Personal information
- Full name: Peter Berry
- Date of birth: 20 September 1933
- Place of birth: Aldershot, England
- Date of death: 8 October 2016 (aged 83)
- Place of death: Aldershot, England
- Position: Forward

Youth career
- ?–1951: Crystal Palace

Senior career*
- Years: Team / Apps / (Gls)
- 1951–1958: Crystal Palace / 151 / (27)
- 1958–1961: Ipswich Town / 38 / (6)
- Total:  / 189 / (33)

= Peter Berry (footballer) =

English footballer (1933–2016)

Peter Berry (20 September 1933 – 8 October 2016) was an English professional footballer who played as a forward. He made a total of 189 Football League appearances for Crystal Palace and Ipswich Town scoring 33 goals. He was the younger brother of Manchester United and England outside right Johnny Berry, whose career was ended by the Munich air disaster.

==Playing career==
Berry was born in Aldershot, Hampshire, the son of Mary (née O'Connor) and Reginald Berry, a Sergeant in the RHA; he lived with his family on Crimea Road in the town.

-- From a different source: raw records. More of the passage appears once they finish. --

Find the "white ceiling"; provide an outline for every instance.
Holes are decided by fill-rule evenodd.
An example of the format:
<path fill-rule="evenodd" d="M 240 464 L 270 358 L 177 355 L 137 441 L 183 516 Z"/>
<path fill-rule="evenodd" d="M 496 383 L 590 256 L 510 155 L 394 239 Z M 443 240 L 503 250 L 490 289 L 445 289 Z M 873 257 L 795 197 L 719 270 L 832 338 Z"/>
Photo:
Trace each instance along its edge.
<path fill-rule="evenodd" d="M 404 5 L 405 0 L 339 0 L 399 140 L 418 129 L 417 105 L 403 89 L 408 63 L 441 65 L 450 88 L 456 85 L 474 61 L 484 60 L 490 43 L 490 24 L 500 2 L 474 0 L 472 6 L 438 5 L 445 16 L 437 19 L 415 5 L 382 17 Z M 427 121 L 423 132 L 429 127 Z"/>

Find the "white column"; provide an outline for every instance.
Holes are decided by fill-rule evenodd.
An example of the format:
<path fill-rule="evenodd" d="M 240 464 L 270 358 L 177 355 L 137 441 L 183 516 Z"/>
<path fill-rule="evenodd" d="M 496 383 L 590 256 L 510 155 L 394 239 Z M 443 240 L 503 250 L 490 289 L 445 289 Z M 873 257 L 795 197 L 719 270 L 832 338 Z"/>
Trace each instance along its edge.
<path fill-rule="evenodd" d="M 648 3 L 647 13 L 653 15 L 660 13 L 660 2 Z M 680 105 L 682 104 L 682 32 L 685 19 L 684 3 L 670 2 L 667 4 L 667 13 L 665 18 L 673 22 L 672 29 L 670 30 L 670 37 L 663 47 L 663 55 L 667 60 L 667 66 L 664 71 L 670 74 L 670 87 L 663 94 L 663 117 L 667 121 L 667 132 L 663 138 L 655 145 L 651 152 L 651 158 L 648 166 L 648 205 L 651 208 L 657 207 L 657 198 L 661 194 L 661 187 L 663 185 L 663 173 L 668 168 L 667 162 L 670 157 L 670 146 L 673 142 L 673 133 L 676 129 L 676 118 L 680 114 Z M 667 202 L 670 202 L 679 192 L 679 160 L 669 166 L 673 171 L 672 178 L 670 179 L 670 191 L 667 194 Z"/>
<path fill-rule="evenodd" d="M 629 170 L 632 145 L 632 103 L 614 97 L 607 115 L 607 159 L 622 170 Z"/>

Berry began his youth career at Crystal Palace and signed professional terms in August 1951. However his career was then interrupted by National Service and he did not make his debut until January 1954. He began his career as a winger but played mainly as an inside forward and could also play at centre forward. Over the following four seasons Berry was a regular in the Palace first team making a total of 151 League appearances, scoring 27 times. In May 1958, Berry was signed, together with Palace colleague Jimmy Belcher for Ipswich Town, by then manager Alf Ramsay. However, in September 1959, Berry suffered an injury which would ultimately end his career and he retired as a result of this in June 1961, after 38 appearances and 6 goals for Ipswich.

==Post-retirement==
After retiring as a player, Berry set up a sports shop during the 1960s, working in partnership with his brother Johnny in Cove, Hampshire. His brother had survived the Munich air disaster in 1958 but his injuries were too severe for him to resume his playing career. Peter Berry died in Aldershot on 8 October 2016, aged 83.